Se dovessimo farlo, solo il 20% delle linee europee sarebbe adatto e non sarebbe soggetto a degrado, percentuale che scenderebbe addirittura al 4% in quelle nordamericane. In altre parole, pompare H2 per mitigare il carico “fossile” del metano e utilizzare la miscela risultante per applicazioni residenziali e industriali potrebbe avere effetti deleteri sui gasdotti esistenti; per evitarli, si dovrebbero sostituire le linee attuali con altre specifiche (ad esempio utilizzando materiali rinforzati con fibre a matrice polimerica), adatte a muovere H2 e resistenti all’embrittlement, che però costano di più.

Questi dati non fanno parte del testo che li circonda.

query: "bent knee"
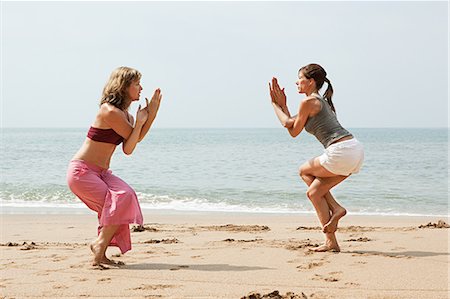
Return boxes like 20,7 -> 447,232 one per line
306,188 -> 321,201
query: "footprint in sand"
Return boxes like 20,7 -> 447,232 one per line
170,265 -> 189,271
311,272 -> 339,282
97,277 -> 111,282
53,284 -> 69,290
130,284 -> 174,291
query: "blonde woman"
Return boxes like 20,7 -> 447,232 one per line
67,67 -> 162,266
269,64 -> 364,251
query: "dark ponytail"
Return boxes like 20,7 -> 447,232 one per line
299,63 -> 336,113
323,78 -> 336,113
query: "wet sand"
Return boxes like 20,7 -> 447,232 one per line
0,211 -> 450,298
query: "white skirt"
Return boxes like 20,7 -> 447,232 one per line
319,138 -> 364,176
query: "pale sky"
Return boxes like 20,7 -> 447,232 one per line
1,1 -> 449,128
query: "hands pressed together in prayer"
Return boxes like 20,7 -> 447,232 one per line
136,88 -> 162,125
269,77 -> 286,108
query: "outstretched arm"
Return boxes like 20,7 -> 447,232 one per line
138,88 -> 162,142
269,78 -> 312,137
122,105 -> 148,155
269,77 -> 294,128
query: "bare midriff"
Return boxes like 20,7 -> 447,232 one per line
72,138 -> 116,169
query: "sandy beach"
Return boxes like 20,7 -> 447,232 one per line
0,211 -> 450,298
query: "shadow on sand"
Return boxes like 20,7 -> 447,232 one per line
121,264 -> 272,271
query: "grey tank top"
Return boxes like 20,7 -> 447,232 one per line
305,93 -> 353,148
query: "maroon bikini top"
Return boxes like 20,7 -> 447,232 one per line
87,127 -> 123,145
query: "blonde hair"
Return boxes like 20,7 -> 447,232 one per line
100,66 -> 142,110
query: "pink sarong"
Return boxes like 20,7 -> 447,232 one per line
67,160 -> 143,254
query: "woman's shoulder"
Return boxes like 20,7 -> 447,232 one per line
100,103 -> 123,114
302,96 -> 321,106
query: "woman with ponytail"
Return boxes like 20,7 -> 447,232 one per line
269,64 -> 364,252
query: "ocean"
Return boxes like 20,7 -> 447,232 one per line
0,128 -> 449,217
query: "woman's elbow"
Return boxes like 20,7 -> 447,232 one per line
122,147 -> 134,156
288,129 -> 300,138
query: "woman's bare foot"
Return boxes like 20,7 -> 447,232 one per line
310,244 -> 341,252
90,242 -> 125,266
322,208 -> 347,233
89,242 -> 107,266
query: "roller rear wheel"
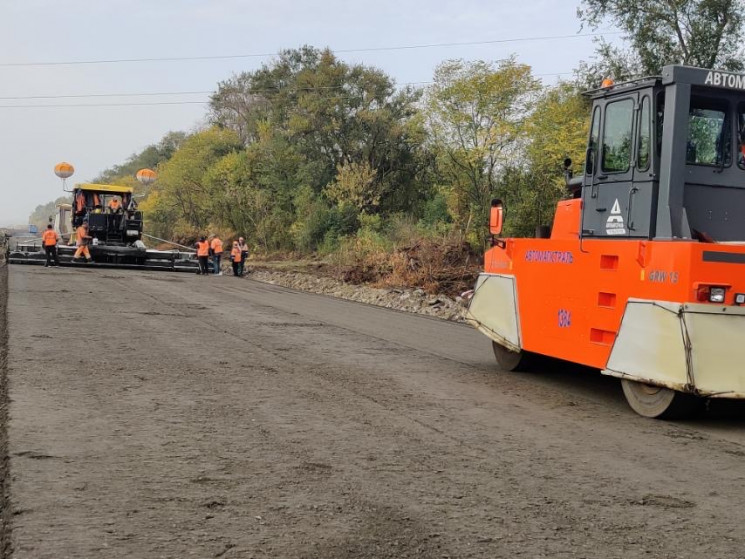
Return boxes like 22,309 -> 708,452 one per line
492,342 -> 533,371
621,379 -> 704,419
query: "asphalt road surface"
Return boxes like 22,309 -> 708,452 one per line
0,266 -> 745,559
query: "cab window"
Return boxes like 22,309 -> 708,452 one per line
602,99 -> 634,173
737,104 -> 745,169
686,97 -> 732,166
585,107 -> 600,175
636,96 -> 652,171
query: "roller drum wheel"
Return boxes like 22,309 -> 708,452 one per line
492,342 -> 532,371
621,379 -> 704,419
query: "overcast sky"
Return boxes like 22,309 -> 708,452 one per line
0,0 -> 616,225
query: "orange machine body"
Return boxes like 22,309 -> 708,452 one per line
484,199 -> 745,369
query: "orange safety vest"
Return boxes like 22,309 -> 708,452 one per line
41,229 -> 57,246
197,241 -> 210,256
75,225 -> 89,246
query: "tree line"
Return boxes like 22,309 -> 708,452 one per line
33,0 -> 744,253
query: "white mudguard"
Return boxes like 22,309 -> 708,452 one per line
603,299 -> 745,398
466,274 -> 521,351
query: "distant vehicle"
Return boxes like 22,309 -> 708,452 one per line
8,184 -> 199,272
469,66 -> 745,417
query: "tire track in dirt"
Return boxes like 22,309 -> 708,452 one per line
0,260 -> 13,559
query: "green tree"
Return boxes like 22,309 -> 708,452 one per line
211,47 -> 428,223
577,0 -> 745,87
499,83 -> 590,236
141,128 -> 241,236
427,58 -> 540,241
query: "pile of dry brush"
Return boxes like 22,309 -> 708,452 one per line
338,239 -> 482,296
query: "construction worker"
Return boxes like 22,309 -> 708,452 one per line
210,235 -> 224,276
238,237 -> 248,276
72,221 -> 93,263
197,236 -> 210,277
41,223 -> 59,268
230,241 -> 243,278
109,196 -> 122,214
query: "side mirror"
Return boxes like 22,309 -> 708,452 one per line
489,198 -> 504,235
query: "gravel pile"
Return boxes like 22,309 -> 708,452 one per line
248,270 -> 466,322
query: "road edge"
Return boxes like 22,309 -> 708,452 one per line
0,264 -> 13,559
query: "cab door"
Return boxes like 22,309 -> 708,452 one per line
627,90 -> 657,238
582,92 -> 639,238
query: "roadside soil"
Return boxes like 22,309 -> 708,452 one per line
246,261 -> 466,322
4,266 -> 745,559
0,264 -> 11,559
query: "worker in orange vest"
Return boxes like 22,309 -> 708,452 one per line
238,237 -> 248,276
230,241 -> 243,278
197,236 -> 210,277
72,221 -> 93,263
109,196 -> 122,214
210,235 -> 224,276
41,223 -> 59,268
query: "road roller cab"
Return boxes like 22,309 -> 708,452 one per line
468,66 -> 745,417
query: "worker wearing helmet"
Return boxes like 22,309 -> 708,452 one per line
72,221 -> 93,262
41,223 -> 59,268
238,237 -> 248,276
197,236 -> 210,276
210,235 -> 224,276
230,241 -> 243,278
109,196 -> 122,214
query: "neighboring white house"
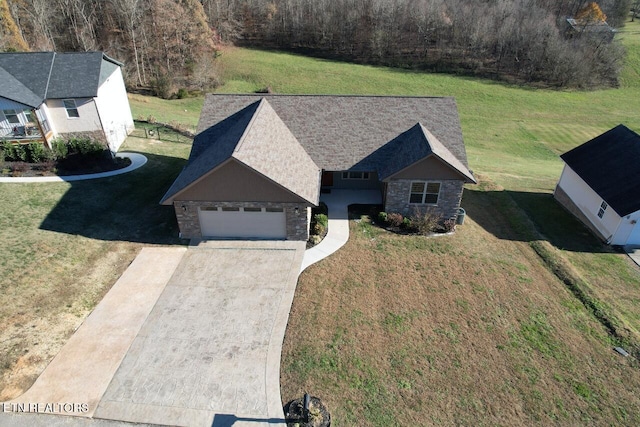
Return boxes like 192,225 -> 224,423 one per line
0,52 -> 134,152
554,125 -> 640,246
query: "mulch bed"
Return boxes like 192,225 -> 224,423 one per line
0,156 -> 131,177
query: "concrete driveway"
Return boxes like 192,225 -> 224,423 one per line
0,241 -> 305,427
94,241 -> 305,427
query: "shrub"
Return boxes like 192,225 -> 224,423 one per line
67,138 -> 105,157
12,144 -> 28,162
313,222 -> 327,236
442,218 -> 456,233
400,218 -> 413,230
411,209 -> 440,235
51,138 -> 69,160
176,87 -> 189,99
315,214 -> 329,228
27,142 -> 51,163
387,212 -> 404,227
11,162 -> 29,176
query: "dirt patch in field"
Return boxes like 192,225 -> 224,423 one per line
281,193 -> 640,426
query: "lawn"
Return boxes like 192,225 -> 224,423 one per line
0,138 -> 190,401
0,16 -> 640,426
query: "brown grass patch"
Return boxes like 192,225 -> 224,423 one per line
281,195 -> 640,426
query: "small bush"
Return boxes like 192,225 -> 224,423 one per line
309,234 -> 322,246
11,162 -> 29,176
67,138 -> 105,157
176,87 -> 189,99
315,214 -> 329,228
12,144 -> 29,162
387,212 -> 404,227
313,222 -> 327,236
51,138 -> 69,160
27,142 -> 51,163
400,217 -> 413,230
442,218 -> 456,233
411,209 -> 440,235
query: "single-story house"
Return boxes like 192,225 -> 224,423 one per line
554,125 -> 640,246
161,95 -> 476,240
0,52 -> 134,152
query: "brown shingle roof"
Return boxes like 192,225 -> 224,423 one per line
198,94 -> 467,171
161,99 -> 320,204
370,123 -> 476,183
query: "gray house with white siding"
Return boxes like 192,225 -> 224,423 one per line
0,52 -> 134,152
161,95 -> 476,240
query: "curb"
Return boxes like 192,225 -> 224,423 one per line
0,153 -> 147,183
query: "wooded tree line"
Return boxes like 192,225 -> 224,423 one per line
211,0 -> 629,86
0,0 -> 217,96
0,0 -> 631,90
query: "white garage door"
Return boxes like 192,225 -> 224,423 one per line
199,207 -> 287,239
627,224 -> 640,245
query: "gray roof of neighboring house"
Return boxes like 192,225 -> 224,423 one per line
161,99 -> 320,204
560,125 -> 640,216
0,52 -> 122,108
198,94 -> 471,174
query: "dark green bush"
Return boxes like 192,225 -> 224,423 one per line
387,212 -> 404,227
51,138 -> 69,160
316,214 -> 329,228
27,142 -> 51,163
67,138 -> 106,157
378,212 -> 387,224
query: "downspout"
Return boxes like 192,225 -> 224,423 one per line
31,108 -> 51,149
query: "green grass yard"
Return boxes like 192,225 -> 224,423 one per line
0,15 -> 640,426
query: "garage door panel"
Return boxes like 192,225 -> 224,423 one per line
200,209 -> 287,239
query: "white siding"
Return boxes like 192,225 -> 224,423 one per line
96,67 -> 134,152
558,165 -> 621,244
611,211 -> 640,245
45,98 -> 102,134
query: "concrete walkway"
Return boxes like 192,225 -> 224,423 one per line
0,153 -> 147,183
300,190 -> 382,273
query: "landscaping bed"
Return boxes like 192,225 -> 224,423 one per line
0,139 -> 131,177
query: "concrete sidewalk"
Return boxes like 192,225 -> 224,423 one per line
0,152 -> 147,183
300,190 -> 382,273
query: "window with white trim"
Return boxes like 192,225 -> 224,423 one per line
2,110 -> 20,125
409,181 -> 440,205
598,201 -> 609,219
342,171 -> 369,179
62,99 -> 80,119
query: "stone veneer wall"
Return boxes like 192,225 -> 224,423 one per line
384,179 -> 464,221
173,201 -> 309,241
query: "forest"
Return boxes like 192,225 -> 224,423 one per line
0,0 -> 640,93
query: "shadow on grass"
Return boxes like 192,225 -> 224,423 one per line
40,153 -> 185,245
462,189 -> 612,253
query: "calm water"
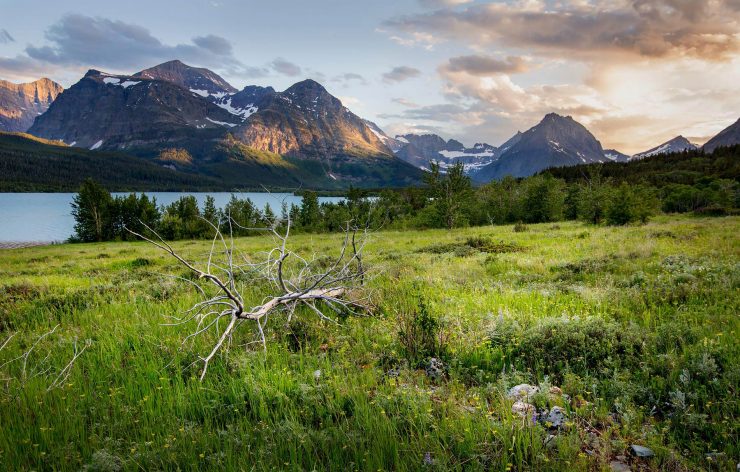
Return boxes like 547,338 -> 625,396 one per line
0,192 -> 342,242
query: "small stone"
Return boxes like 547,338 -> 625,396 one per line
546,406 -> 568,428
550,386 -> 563,395
509,384 -> 540,398
609,460 -> 632,472
704,452 -> 725,462
511,401 -> 534,416
424,357 -> 445,380
630,444 -> 655,457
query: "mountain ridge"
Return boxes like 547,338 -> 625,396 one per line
0,77 -> 64,132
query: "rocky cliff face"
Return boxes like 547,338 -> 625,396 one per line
604,149 -> 630,162
134,60 -> 237,99
233,80 -> 392,158
703,119 -> 740,152
396,134 -> 498,174
24,61 -> 421,188
0,79 -> 64,132
29,70 -> 240,149
632,136 -> 697,159
474,113 -> 606,181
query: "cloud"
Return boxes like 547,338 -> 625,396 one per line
442,55 -> 528,75
25,14 -> 238,70
270,57 -> 302,77
391,97 -> 419,108
0,29 -> 15,44
419,0 -> 473,8
331,72 -> 367,85
384,0 -> 740,60
383,66 -> 421,82
384,29 -> 444,51
193,34 -> 232,56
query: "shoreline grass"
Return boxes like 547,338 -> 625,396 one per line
0,216 -> 740,471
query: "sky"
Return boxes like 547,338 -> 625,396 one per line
0,0 -> 740,154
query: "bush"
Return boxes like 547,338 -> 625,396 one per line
491,318 -> 643,379
398,295 -> 447,367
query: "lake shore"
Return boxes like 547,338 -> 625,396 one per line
0,241 -> 54,249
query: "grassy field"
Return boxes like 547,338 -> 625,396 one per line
0,217 -> 740,471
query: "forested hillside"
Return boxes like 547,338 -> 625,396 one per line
544,145 -> 740,187
0,133 -> 218,192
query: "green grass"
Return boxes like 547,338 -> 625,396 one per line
0,217 -> 740,471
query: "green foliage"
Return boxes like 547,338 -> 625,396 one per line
398,292 -> 448,367
72,179 -> 113,242
0,216 -> 740,472
424,162 -> 473,229
491,318 -> 643,381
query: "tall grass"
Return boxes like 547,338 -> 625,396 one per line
0,217 -> 740,471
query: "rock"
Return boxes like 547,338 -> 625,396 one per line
630,444 -> 655,457
0,79 -> 63,132
546,406 -> 568,428
509,384 -> 540,398
424,357 -> 445,380
609,460 -> 632,472
511,401 -> 534,416
385,366 -> 401,379
704,452 -> 725,462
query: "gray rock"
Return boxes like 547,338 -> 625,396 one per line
509,384 -> 540,398
511,401 -> 534,416
424,357 -> 445,380
704,452 -> 725,462
630,444 -> 655,457
609,461 -> 632,472
545,406 -> 568,428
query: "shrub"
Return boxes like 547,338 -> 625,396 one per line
398,295 -> 447,367
491,318 -> 643,378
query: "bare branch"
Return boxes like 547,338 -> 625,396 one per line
129,214 -> 368,381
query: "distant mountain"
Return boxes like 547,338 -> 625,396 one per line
364,120 -> 408,154
0,79 -> 64,132
604,149 -> 630,162
28,70 -> 241,150
29,61 -> 422,188
632,136 -> 698,159
232,79 -> 393,160
134,60 -> 237,98
473,113 -> 606,182
395,134 -> 497,174
702,119 -> 740,152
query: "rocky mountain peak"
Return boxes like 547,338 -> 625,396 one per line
632,135 -> 697,159
133,59 -> 237,97
0,78 -> 64,132
703,119 -> 740,152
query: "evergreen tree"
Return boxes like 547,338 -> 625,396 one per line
299,191 -> 321,231
425,162 -> 473,229
72,179 -> 113,242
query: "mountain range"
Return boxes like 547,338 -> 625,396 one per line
0,79 -> 63,132
23,61 -> 422,188
0,60 -> 740,189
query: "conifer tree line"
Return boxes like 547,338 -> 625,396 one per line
72,147 -> 740,241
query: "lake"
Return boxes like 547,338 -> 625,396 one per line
0,192 -> 342,243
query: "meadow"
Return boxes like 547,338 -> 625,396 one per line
0,216 -> 740,471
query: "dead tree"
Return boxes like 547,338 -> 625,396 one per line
128,217 -> 369,381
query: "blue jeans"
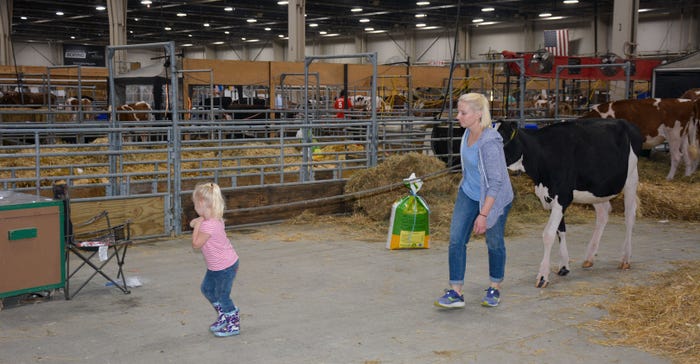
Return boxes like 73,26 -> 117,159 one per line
449,188 -> 512,285
200,260 -> 238,312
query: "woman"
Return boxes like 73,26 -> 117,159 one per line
435,93 -> 513,308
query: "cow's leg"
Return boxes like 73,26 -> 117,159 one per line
662,122 -> 683,181
618,151 -> 639,269
557,216 -> 570,276
581,201 -> 611,268
535,202 -> 564,288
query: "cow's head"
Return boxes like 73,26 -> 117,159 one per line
494,120 -> 523,170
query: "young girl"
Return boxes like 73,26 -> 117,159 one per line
190,183 -> 240,337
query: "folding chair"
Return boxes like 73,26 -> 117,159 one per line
54,185 -> 132,300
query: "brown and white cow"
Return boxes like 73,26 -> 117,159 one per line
681,88 -> 700,100
65,97 -> 92,121
582,98 -> 700,180
107,101 -> 152,142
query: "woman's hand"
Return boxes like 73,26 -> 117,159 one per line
474,215 -> 486,235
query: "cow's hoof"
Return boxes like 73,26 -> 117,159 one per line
617,262 -> 632,270
557,267 -> 570,277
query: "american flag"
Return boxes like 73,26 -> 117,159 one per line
544,29 -> 569,56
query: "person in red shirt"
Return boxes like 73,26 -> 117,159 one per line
333,90 -> 352,119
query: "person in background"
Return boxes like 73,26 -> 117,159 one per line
435,93 -> 513,308
190,183 -> 240,337
333,90 -> 352,119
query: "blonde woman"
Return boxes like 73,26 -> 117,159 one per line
190,183 -> 240,337
435,93 -> 513,308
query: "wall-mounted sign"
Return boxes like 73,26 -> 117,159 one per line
63,44 -> 106,67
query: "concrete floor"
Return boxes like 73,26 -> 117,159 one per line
0,218 -> 700,364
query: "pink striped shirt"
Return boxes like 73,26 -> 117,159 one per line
199,219 -> 238,271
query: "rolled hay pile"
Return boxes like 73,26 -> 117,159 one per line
590,261 -> 700,363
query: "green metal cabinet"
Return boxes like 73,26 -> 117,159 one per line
0,191 -> 66,298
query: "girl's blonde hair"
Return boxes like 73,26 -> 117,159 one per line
192,182 -> 226,219
457,92 -> 491,129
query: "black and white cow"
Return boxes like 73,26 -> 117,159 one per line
497,119 -> 642,288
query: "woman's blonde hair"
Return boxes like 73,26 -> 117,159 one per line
192,182 -> 226,219
457,92 -> 491,129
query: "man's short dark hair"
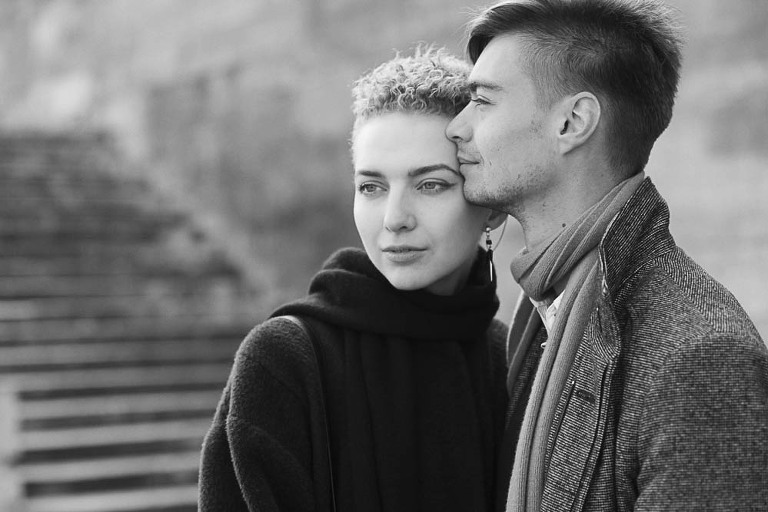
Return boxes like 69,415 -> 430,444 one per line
467,0 -> 682,174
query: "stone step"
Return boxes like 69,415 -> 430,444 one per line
19,418 -> 211,457
25,485 -> 197,512
16,450 -> 200,484
0,253 -> 239,278
0,311 -> 255,345
0,176 -> 149,201
19,392 -> 223,428
0,194 -> 163,218
0,228 -> 173,248
0,272 -> 242,300
0,210 -> 188,232
0,286 -> 251,322
0,238 -> 167,260
12,361 -> 232,400
0,339 -> 240,375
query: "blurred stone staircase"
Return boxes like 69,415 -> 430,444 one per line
0,134 -> 258,512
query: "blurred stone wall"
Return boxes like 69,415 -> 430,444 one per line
0,0 -> 768,334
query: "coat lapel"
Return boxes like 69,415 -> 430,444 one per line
542,294 -> 620,512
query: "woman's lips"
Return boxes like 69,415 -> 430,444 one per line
381,245 -> 426,263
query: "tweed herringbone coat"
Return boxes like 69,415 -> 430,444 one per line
500,179 -> 768,512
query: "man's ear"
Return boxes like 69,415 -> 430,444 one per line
486,210 -> 508,230
557,92 -> 602,154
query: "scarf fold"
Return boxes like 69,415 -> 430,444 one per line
274,249 -> 503,512
507,172 -> 645,511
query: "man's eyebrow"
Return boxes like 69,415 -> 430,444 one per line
469,80 -> 502,93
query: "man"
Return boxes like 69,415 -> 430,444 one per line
447,0 -> 768,511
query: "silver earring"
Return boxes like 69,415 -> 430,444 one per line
485,226 -> 493,282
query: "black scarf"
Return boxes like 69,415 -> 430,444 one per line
274,249 -> 503,512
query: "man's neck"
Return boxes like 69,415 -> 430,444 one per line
516,173 -> 622,249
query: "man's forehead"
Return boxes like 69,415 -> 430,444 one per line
469,34 -> 522,91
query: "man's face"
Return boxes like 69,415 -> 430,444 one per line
446,34 -> 556,216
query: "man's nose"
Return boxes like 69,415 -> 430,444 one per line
445,105 -> 472,143
384,191 -> 416,233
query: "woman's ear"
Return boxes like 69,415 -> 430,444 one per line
483,210 -> 508,230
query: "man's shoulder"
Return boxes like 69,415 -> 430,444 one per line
617,248 -> 759,337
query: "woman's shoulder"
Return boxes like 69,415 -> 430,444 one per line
234,317 -> 314,387
485,318 -> 509,346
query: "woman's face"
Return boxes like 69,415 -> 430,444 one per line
352,112 -> 490,295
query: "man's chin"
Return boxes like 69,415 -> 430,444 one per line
464,181 -> 492,206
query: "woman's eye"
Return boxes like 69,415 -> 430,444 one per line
419,181 -> 452,194
357,183 -> 382,196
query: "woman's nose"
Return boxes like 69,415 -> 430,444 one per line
445,105 -> 472,143
384,193 -> 416,233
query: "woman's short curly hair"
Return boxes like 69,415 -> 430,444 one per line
352,45 -> 471,132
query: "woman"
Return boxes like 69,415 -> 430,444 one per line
200,50 -> 506,512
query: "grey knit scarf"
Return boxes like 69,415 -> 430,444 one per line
500,172 -> 645,512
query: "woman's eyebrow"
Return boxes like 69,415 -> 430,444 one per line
408,164 -> 461,178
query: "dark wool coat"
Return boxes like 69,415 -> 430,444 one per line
500,179 -> 768,512
200,250 -> 507,512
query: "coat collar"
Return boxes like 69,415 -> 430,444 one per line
598,178 -> 676,300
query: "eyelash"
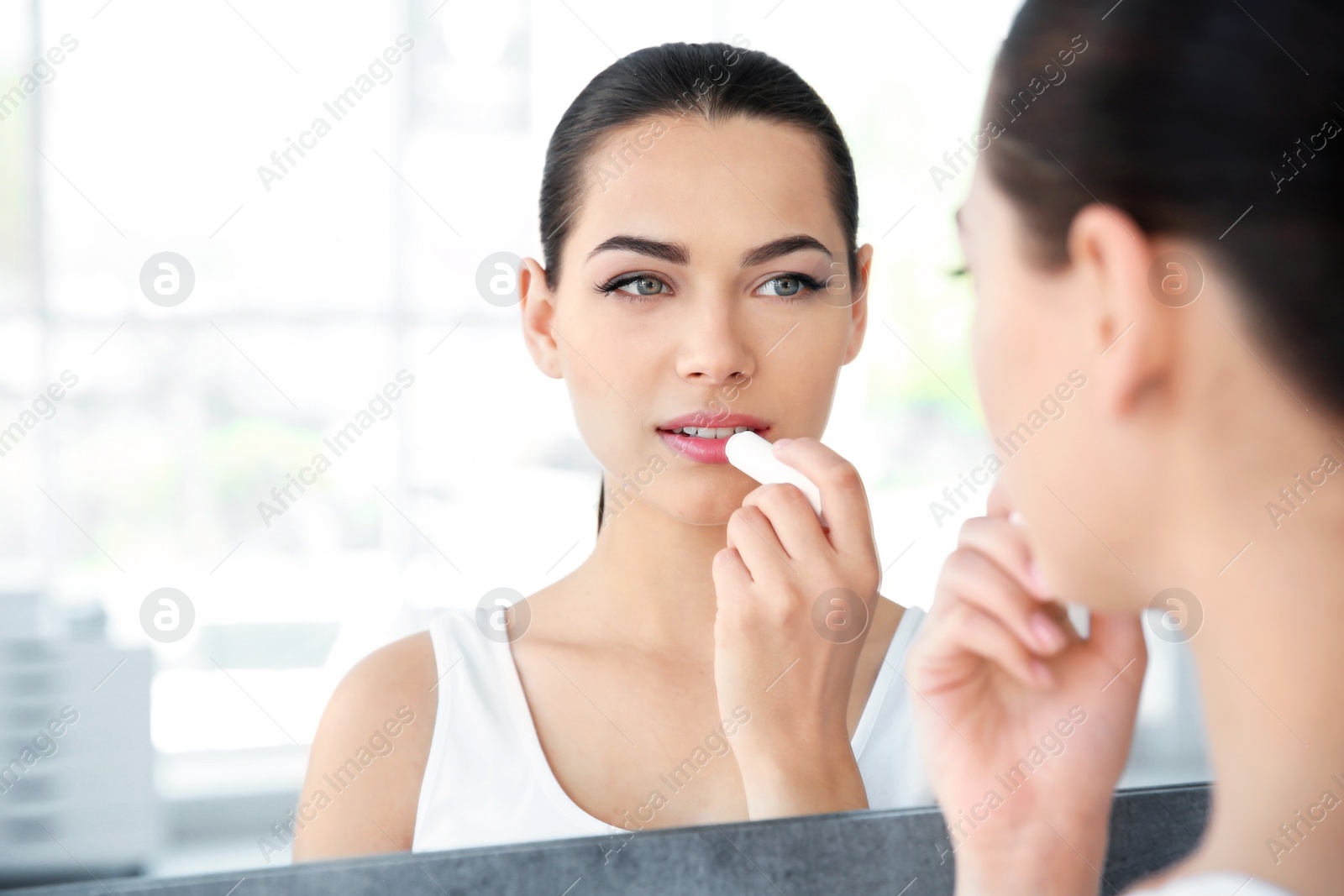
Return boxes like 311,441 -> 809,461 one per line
593,273 -> 827,305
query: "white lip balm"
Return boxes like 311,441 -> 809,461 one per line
723,432 -> 827,527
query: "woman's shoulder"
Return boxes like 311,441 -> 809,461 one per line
294,631 -> 438,861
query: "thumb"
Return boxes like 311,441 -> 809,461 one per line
1087,611 -> 1147,679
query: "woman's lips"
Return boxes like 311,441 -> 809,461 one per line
659,428 -> 769,464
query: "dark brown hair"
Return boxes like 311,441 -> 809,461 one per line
983,0 -> 1344,410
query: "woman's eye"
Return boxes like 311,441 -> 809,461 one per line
596,274 -> 668,301
761,274 -> 825,298
627,277 -> 667,296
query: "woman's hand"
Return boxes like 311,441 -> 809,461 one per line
714,438 -> 882,818
906,488 -> 1147,896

Per quanto riguarda invece le applicazioni residenziali dell’idrogeno (riscaldamento, cucina, etc.), andrebbe nuovamente fatto un confronto con i suoi diretti competitori. L’elettrificazione delle nostre città sta procedendo lenta ma inesorabile: piastre a induzione e pompe di calore sono già oggi solide realtà e saranno sempre più diffuse nei prossimi anni, vista la loro efficienza energetica ed economicità. Al contrario, l’unica applicazione su larga scala dell’impiego residenziale dell’H2 è l’esperimento pilota di Scotia Gas Networks (SGN), azienda britannica distributrice di energia che nel complesso di Levenmouth nella costa Est della Scozia si propone di alimentare con idrogeno verde prodotto da elettrolisi circa 300 famiglie entro l’anno prossimo.

Il progetto sta inabissandosi perché i generatori a idrogeno non esistono su scala commerciale e per questo, esattamente come le auto a H2, costano molto di più dei loro omologhi sul mercato che sfruttano tecnologie diverse. Come se non bastasse, sono poche le linee guida finora pubblicate che ne regolamentano la produzione. SGN prevede di terminare il progetto nel 2027 e solo allora si capirà se l’H2 residenziale “in pratica” potrà avere un futuro. Ma il cambiamento climatico impone tempi molto più stretti. Insomma, ci sono buone probabilità che pompare idrogeno nei gasdotti e nelle abitazioni non funzionerà.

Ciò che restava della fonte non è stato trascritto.